Thursday, May 31, 2012

Building up the soil for October Planting

A few days ago, we plowed winter rye under in a patch of old hayfield.  This ground has been hayed for two decades without a lot of TLC, and for us to ready it for our October garlic planting, we've gotta make up for lost time!

After plowing and discing it last fall, we planted it with winter rye, a cheap and easy way to stop winter soil erosion (came in handy over this windy, dry winter!), add organic material to the soil, and keep out weeds.  Rye secretes a natural herbicide out of it's roots, inhibiting other plants from growing - it really is a farmers best friend.

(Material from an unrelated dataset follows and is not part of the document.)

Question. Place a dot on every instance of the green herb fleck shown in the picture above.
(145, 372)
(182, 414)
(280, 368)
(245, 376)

Because of that natural herbicide, however, we've got to wait two weeks from plowing it under for the 'poison' to dissipate before we plant anything else.  We'll be planting a mix of yellow blossom clover and red clover, two excellent nitrogen fixers to help enrich the soil.

Yellow blossom clover grows tall and fast, perfect for adding extra organic matter into the soil when it gets tilled under.  So we'll approximate how much space we need this october and plant it exclusively with yellow clover.  The problem with yellow clover, though, is that it isn't very hardy - a cold, dry winter like the one we just had would have killed it off.  So for the rest of the garlic patch, we'll lean on a heavier red clover mix, which can take our brutal Minnesota winters and bounce back in spring, fixing even more nitrogen in the soil.

Crop rotation is very important with garlic, especially organically grown.  Viruses and nematodes can live in the soil for years; a five-year rotation helps keep those pests at bay.

I'll publish another post when we plant the clover - hopefully by then all this rainwater will have dried up.  Talk to ya soon!